In this sub-head the writer announces that “Gauls had become a topic of visual art” ever since Gauls / Galatians had begun to be a “presence in the Mediterranean region in the fourth century B.C.E.”

The discussion at this point is helpfully enlarged by the inclusion of several (presumably) marble figures of falling or defeated Gauls, together with captions, which are either the generally accepted title such as “The Dying Trumpeter / Gaul,” and the “Suicidal Gaul” or which succinctly describe the representation (a warrior trampled under by horses drawing a Roman chariot.)   

Kahl states that this visualization,  typified by the monument(s) Nero saw, returning from Rome after putting down an uprising in Galatia, was invariably the image of “failing, falling, dying and dead” Gauls / Galatians.

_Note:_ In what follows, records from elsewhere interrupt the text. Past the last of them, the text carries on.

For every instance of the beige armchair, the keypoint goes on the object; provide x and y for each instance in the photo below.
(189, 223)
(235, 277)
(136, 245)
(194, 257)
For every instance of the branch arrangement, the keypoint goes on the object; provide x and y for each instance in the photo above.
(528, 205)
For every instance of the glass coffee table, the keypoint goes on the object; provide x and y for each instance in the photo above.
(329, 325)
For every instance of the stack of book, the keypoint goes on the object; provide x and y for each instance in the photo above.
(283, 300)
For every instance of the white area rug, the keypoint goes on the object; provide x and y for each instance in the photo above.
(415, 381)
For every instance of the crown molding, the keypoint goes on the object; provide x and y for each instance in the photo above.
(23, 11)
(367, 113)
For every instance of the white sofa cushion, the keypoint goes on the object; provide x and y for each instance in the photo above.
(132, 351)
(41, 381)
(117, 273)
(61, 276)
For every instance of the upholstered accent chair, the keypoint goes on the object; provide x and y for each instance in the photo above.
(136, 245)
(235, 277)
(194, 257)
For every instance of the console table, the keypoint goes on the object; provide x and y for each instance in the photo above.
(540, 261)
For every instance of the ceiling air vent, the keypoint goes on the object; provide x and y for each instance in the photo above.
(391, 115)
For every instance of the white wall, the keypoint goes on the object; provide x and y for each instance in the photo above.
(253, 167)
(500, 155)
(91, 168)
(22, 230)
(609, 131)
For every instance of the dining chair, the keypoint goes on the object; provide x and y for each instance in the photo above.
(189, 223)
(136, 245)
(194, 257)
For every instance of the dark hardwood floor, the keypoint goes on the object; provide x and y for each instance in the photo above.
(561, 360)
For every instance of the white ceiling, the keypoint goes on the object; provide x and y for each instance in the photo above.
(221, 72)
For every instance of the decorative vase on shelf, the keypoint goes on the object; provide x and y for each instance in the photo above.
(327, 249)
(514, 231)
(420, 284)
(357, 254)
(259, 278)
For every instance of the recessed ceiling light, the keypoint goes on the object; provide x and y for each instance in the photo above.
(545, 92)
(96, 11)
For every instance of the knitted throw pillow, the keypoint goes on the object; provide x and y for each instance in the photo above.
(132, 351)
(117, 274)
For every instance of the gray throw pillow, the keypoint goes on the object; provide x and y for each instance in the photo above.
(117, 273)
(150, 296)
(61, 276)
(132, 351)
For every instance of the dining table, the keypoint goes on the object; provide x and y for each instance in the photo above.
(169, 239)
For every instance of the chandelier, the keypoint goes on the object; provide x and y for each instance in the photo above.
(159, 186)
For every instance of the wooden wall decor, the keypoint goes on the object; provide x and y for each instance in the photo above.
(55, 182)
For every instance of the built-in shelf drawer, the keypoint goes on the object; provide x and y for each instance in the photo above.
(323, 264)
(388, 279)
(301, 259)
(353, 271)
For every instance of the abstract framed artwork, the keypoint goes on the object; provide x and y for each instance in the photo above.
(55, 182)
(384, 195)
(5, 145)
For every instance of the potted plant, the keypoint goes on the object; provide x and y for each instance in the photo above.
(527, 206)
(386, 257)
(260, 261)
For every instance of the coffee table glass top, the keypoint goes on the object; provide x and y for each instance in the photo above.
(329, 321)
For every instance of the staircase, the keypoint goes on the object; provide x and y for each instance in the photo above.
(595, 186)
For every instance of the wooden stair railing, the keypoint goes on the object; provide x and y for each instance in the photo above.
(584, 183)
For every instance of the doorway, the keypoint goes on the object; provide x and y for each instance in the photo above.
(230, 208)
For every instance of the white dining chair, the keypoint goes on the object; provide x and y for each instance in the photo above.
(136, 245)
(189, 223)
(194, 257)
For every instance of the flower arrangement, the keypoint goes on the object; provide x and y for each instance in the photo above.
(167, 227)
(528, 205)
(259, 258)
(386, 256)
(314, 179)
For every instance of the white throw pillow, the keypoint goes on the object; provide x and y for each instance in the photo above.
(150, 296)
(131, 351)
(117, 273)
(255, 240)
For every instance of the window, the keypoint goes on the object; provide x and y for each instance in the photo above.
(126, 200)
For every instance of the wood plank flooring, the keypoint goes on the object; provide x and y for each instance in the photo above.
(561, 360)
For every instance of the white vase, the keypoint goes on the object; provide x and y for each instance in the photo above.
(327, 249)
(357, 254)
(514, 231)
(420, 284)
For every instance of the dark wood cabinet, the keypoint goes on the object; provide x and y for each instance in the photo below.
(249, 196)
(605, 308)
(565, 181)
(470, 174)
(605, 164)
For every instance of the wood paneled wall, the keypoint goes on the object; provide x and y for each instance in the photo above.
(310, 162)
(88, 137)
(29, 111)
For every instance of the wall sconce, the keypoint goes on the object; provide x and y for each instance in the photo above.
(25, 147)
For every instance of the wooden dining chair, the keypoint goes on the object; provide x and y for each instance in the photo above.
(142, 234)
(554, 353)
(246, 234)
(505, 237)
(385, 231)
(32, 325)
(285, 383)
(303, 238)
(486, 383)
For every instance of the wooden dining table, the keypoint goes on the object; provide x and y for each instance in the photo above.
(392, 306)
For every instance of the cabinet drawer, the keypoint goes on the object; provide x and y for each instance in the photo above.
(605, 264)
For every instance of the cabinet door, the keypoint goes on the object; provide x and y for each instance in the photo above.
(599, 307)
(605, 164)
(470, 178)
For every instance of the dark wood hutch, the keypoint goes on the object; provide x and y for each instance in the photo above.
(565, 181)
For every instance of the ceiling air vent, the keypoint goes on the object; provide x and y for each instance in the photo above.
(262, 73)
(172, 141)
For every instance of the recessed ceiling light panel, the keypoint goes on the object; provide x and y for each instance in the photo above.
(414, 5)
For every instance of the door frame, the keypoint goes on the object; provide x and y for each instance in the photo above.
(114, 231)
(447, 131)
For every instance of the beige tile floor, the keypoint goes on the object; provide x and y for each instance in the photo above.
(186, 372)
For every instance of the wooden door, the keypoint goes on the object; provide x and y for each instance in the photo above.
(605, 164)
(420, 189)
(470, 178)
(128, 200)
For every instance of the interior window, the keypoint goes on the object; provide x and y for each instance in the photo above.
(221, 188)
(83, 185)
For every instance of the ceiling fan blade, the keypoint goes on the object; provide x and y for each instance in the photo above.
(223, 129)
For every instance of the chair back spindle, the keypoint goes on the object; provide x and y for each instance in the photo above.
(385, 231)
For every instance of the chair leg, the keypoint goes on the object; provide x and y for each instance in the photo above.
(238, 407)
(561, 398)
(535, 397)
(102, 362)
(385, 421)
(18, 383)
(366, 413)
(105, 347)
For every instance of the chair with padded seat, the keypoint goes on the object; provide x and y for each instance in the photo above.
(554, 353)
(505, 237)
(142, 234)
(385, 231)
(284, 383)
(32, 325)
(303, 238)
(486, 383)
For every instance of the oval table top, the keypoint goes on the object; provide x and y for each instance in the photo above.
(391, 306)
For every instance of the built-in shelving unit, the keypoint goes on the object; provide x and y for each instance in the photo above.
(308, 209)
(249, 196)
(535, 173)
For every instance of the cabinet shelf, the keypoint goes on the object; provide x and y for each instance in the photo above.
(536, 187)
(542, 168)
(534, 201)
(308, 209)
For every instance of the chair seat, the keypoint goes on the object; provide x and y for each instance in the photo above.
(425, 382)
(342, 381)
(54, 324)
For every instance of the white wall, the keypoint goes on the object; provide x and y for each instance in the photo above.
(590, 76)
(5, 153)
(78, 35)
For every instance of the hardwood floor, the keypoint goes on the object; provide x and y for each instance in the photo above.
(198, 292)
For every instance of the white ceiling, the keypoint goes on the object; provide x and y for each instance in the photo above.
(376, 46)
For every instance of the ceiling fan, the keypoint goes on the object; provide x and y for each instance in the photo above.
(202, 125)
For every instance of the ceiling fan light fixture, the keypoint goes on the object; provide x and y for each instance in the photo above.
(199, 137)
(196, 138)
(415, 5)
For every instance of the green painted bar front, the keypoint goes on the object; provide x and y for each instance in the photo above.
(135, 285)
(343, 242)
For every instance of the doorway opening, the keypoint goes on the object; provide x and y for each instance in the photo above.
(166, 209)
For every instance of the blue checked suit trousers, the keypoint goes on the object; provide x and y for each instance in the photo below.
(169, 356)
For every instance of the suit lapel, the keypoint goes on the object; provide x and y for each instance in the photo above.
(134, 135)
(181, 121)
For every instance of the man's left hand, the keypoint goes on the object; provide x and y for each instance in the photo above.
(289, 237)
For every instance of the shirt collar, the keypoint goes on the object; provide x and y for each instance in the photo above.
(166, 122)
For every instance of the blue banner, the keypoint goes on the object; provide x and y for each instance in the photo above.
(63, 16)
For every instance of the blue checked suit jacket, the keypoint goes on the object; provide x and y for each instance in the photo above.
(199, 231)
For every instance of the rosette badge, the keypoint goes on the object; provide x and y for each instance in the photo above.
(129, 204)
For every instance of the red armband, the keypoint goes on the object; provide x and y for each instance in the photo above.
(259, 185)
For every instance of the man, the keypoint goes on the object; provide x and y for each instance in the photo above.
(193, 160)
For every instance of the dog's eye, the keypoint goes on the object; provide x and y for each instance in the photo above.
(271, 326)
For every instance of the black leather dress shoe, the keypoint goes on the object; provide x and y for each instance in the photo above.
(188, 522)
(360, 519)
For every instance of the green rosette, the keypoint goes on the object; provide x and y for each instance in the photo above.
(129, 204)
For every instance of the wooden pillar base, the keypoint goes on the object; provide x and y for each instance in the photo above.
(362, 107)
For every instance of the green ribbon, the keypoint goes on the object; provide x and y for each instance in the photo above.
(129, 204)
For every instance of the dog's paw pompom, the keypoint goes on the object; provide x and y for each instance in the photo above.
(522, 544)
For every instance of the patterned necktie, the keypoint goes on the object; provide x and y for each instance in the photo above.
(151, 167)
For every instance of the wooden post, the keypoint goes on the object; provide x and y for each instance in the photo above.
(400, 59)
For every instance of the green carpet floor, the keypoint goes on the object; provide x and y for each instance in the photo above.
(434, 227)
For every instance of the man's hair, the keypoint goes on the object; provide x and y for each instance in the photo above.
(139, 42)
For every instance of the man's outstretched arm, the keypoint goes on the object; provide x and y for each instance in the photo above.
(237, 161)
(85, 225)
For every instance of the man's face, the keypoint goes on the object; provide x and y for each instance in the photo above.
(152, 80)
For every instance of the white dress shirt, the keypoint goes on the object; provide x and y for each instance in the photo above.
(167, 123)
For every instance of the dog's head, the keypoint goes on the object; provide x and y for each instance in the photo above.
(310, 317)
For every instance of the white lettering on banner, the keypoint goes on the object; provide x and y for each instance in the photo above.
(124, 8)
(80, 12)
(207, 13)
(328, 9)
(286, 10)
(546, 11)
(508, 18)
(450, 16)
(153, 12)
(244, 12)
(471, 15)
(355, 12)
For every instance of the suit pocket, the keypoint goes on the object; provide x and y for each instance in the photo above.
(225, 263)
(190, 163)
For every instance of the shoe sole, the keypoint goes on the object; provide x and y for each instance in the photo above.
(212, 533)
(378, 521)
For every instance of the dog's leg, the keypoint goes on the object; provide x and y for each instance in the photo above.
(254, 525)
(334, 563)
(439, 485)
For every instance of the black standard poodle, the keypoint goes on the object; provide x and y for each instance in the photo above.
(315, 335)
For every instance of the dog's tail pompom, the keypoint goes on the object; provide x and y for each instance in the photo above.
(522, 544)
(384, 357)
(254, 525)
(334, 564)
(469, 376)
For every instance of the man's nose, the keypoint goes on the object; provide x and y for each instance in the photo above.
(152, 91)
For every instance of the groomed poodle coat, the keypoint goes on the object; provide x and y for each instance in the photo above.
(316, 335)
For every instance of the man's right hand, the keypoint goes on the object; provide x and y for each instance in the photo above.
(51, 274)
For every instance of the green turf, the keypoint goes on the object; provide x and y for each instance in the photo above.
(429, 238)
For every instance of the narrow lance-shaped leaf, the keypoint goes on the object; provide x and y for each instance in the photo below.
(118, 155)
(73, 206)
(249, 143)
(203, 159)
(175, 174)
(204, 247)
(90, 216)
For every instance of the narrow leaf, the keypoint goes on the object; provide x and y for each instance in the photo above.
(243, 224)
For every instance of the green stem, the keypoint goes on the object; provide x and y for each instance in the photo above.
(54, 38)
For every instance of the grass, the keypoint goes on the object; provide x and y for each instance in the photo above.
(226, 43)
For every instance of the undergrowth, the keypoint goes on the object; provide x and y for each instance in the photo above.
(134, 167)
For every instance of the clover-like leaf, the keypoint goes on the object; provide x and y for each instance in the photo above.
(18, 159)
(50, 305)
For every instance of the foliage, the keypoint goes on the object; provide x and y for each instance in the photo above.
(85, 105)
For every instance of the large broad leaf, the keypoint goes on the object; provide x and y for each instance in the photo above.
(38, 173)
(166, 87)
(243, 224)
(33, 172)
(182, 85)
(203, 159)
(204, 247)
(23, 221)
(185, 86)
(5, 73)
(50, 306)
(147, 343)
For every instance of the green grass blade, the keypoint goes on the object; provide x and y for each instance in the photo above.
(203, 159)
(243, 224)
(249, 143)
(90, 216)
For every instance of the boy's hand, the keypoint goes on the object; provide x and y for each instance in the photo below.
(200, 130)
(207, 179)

The prevalence of such images, Kahl asserts, would have been encountered by anyone “who traveled as much as Paul did . . . .” 

Further, these representations of defeated Gauls / Galatians “might” be taken as “representations of the direct ancestors of Paul’s Galatians,” i.e., the intended recipients of his letter to the Galatians.

I wonder if this conclusion, proposed tentatively (“might”) here, is actually to become a building block for the promised re-imagining.    

Kahl combines these assertions with the complaint that “none of these images has played a role in traditional theological reflections on the context of Galatia or Paul’s letter to the Galatians.”

This omission is regrettable, Kahl argues because the context of such representations and the representations themselves – “virtually omnipresent in Paul’s world” – “are crucial for “re-imagining Paul’s world and for correcting what has all too frequently been a decontextualized reading of the letter.”

The correct visualization, Kahl argues is the Roman perception of Gauls /Galatians as a ‘counternation’ inhabited by ‘universal barbarians,’ who had, after centuries of Roman struggle against them, “at last been forced into compliance with the ‘world-saving’ power of Roman victory, at the threshold of the era of Jesus and Paul.”

Kahl does not identify the source of the information placed in quotation marks: counternation . . .  universal barbarians . . . world saving (the Romans). I suspect these terms  are Kahl’s own confections, intended to assist the reader in the re-imagination effort.    

The balance of this first chapter, then, will be “to establish and visualize Galatia as a focal topos” of both the geographical and the ideological map of the Roman Empire.

My reaction to these continuing preliminary remarks is one of frustration.

Still, we have not arrived at the actual, fleshed out re-imagined context.

We are, still, up to our elbows in prologue.

I sense the writer wants to deploy every likely strand of factual detail before trusting her reader to get it.  

Nero’s journey to/ from Galatia is here mentioned for the second time, at least. 

The representations of defeated Gauls are described as dying and also dead, as failing and also falling. These depictions are beginning to be re-played while the reader is invited, yet again, to wait longer for the coming re-imagination to be revealed.

There is even an additional reference to the fact that scholarship is divided, whether the Galatians of the letter resided in south Galatia (a Roman province) or in north Galatia (likely historical homeland for some Galatian clans).   

Is there going to be an actual, new, never-before-imagined setting, for Paul and his Galatians?  Can such a context be established without detailed reference to what is contained in the one letter we have from Paul to the Galatians?